What's your favorite butter or butter substitute?

I regularly bake with salted butter and the full salt called for in recipes, and get no complaints. Maybe I like it salty, or maybe the difference really is too trivial for most folks to notice. As for the freshness issue, this is the one that I think is decades out of date: butter moves too quickly at most supermarkets today for freshness to be a serious concern.

Costco Organic butter is the best price performance trade-off I’ve found.

I’m with everyone else as far as “butter substitutes are the devil.”

Personally, I use Rochdale Farm’s Hand-Rolled butter. Really amazingly good, but pretty sure it’s not available nationwide.

I use “I Can’t Believe it’s Not Butter”

Organic Valley Cultured Butter (unsalted) is the closest I’ve come to “European flavor” butter, Lurpak or Elle & Vire.

We usually buy Tillamook, as it’s a local product, but sometimes buy what’s on sale. I like Organic Valley, also. For a real treat, I might order some Double Devon Cream or one of the French butters from iGourmet.com (caution: website not safe for your wallet).

We like Fleischmann’s Vegetable Oil Spread with Olive Oil.

As for butter, I like Tillamook and Land-O-Lakes. A lot of the time I’ll just buy whatever’s cheapest. I use butter as an ingredient, not a spread; so I only buy unsalted butter.

No butter substitute or salted butter in my house. We use a local brand of slightly cultured butter. If I want to salt it, I will. We freeze the butter and take it down 1/4 lb at a time.

My goodness – what an array of exotic-sounding specimens! I had no idea these all existed; I’ve got to get shopping! My guess is that a doctor would advise us to stay away from all of it but of course if we did that, there’d be a lot of things we’d never even taste.

Many thanks ~

I was using I Can’t Believe It’s Not Better for a while (though I usually use a store brand of real butter) and I read the ingredients and nutritional information that turned out to be the same as a stick of margarine. So no more ICBINB for us. Mr. S insists on Land O’Lakes and claims can tell it from any other kind.

We did try Kerrygold and were disappointed. I don’t know why it gets such rave reviews. It was yellow and greasy, like yellow Crisco, and didn’t taste like anything in particular at all. I still have a bit and use a little when cooking.

I like it, too, but their new square-ish container bites the big one. I also like the blue packet sweetener better than real sugar, so, yes I’m a mutant.

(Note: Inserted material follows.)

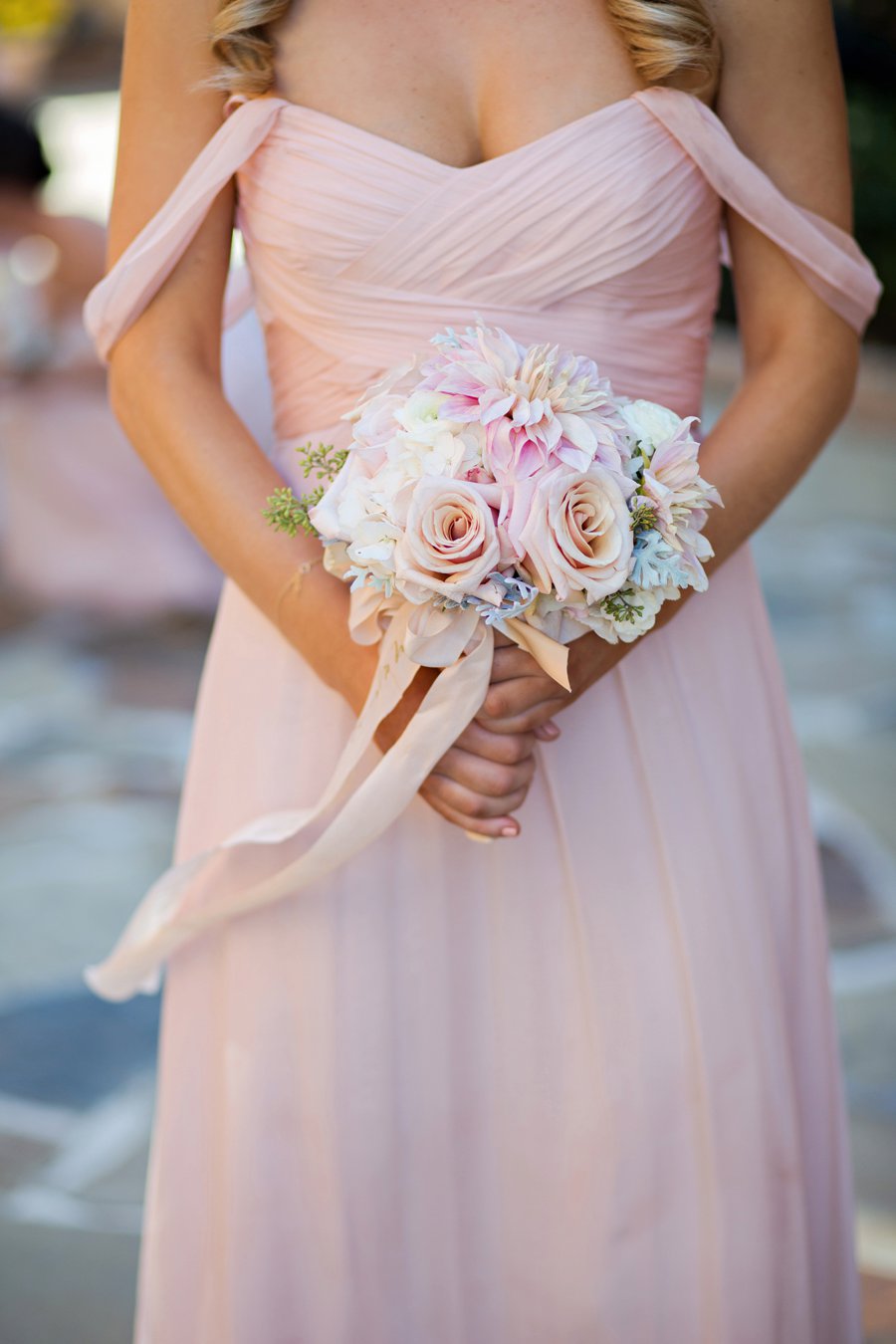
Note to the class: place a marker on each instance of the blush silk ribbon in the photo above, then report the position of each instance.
(220, 882)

Just regular butter, no margarine or substitutes for me. It was something I started when I moved out on my own and decided I didn’t need the bright school bus yellow spread (or dead lard white in Quebec). When I was single, I found that buying real butter was a cost savings because a little goes a long way. At this point in my life, living with a popcorn fanatic makes it expensive though. In winter when he is really into popcorn I buy Imperial Margarine for his popcorn. Otherwise his snack is 10 cents worth of corn and $1.75 worth of butter congealing on the bottom of the bowl. Nasty.

Whatever butter was on special on shopping day.

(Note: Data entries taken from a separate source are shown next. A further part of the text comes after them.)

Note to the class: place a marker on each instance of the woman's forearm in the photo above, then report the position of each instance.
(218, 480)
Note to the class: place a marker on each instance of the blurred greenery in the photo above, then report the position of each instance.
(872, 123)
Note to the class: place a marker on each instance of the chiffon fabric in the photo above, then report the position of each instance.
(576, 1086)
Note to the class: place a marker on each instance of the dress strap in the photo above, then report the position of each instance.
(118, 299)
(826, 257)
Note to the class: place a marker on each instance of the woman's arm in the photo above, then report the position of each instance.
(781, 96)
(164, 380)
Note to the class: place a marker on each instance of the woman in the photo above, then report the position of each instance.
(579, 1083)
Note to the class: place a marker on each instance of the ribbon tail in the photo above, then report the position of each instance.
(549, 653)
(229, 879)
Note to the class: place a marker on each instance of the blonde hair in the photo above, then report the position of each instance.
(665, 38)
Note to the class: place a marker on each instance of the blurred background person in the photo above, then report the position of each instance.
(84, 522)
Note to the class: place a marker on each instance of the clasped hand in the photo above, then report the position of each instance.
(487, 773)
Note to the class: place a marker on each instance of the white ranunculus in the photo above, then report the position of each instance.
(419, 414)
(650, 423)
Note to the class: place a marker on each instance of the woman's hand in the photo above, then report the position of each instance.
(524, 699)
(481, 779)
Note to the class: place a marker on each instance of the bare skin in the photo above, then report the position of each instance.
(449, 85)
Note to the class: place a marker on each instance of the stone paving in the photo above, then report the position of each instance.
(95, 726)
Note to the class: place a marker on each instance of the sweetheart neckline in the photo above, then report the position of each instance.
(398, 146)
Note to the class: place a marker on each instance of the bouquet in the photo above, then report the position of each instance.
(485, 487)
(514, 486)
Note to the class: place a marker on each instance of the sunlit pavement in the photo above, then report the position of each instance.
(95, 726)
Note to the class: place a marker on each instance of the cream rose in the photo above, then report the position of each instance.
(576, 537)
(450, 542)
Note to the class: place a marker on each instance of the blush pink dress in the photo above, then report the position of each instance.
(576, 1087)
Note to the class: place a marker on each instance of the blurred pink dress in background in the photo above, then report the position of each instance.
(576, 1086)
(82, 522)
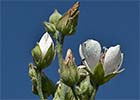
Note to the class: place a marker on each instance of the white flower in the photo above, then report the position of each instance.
(90, 51)
(113, 60)
(45, 43)
(43, 53)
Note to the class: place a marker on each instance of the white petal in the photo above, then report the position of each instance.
(122, 56)
(45, 43)
(81, 67)
(112, 59)
(91, 51)
(81, 52)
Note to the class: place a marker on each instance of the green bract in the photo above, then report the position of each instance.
(50, 28)
(55, 17)
(68, 22)
(68, 70)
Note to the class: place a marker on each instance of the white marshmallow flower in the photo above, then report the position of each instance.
(113, 60)
(43, 53)
(102, 66)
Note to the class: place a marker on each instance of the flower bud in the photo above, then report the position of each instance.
(90, 51)
(50, 28)
(113, 60)
(48, 87)
(32, 71)
(68, 22)
(85, 88)
(43, 53)
(60, 93)
(68, 70)
(55, 17)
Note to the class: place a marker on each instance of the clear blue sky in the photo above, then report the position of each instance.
(108, 22)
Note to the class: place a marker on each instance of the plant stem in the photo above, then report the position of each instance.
(59, 43)
(74, 93)
(94, 93)
(39, 85)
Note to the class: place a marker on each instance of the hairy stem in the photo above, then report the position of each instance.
(94, 93)
(39, 85)
(74, 93)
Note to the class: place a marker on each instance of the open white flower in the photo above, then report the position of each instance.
(43, 52)
(45, 43)
(90, 51)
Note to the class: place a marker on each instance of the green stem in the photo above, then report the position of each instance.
(74, 93)
(39, 85)
(94, 93)
(59, 44)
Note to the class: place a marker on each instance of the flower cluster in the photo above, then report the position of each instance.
(76, 82)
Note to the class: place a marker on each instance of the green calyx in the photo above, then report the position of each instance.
(69, 74)
(49, 27)
(67, 24)
(41, 62)
(55, 17)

Of the major brands I see in many stores, Lurpak.

For spreading we use Mainland Buttersoft, it is pure butter but triple churned or something to give it a more spreadable texture. It needs to stay refrigerated though, if you leave it out and it softens too much it becomes hard when put back in the fridge. For cooking we use whatever brand of salted butter that is both cheap and a convenient size to fit in our butter container.

Generally speaking, for cooking it’s whatever regular butter we can find- usually Sam’s Club.

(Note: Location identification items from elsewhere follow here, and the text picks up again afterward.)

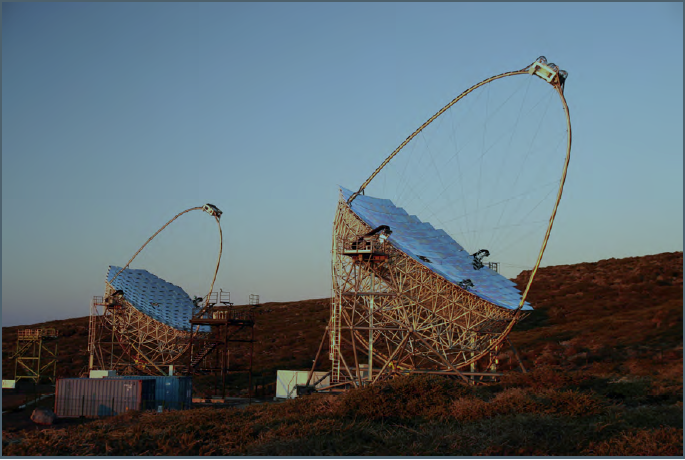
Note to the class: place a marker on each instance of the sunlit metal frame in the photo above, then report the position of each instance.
(398, 316)
(123, 338)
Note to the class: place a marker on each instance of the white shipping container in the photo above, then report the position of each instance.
(286, 382)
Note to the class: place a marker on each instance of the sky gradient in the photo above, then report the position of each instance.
(117, 116)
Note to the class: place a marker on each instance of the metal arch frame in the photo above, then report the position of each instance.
(551, 76)
(135, 333)
(498, 320)
(205, 208)
(416, 321)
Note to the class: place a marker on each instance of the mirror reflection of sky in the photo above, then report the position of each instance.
(117, 116)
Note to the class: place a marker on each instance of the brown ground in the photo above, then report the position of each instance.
(612, 320)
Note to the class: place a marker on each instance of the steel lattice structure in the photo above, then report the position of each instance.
(392, 313)
(126, 339)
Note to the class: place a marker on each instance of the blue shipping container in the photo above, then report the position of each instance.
(171, 392)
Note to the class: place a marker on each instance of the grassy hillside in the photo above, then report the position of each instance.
(604, 350)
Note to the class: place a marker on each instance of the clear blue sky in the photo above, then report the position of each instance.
(117, 116)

But for applications like fresh bread or others where the butter’s flavor is front and center, I tend to prefer the French butter made in Normandy(salted), or barring that, any other good salted cultured butter.

My spread of choice is Brummel & Brown yogurt spread.

Another vote for Olive oil.

Plugra. Unsalted.

I use margarine on toast or a sandwich, always have. I only use actual butter for cooking when I use it for flavour.

Sometimes I have avocado instead of margarine if I’m having a chicken sandwich, but I don’t eat a lot of bread.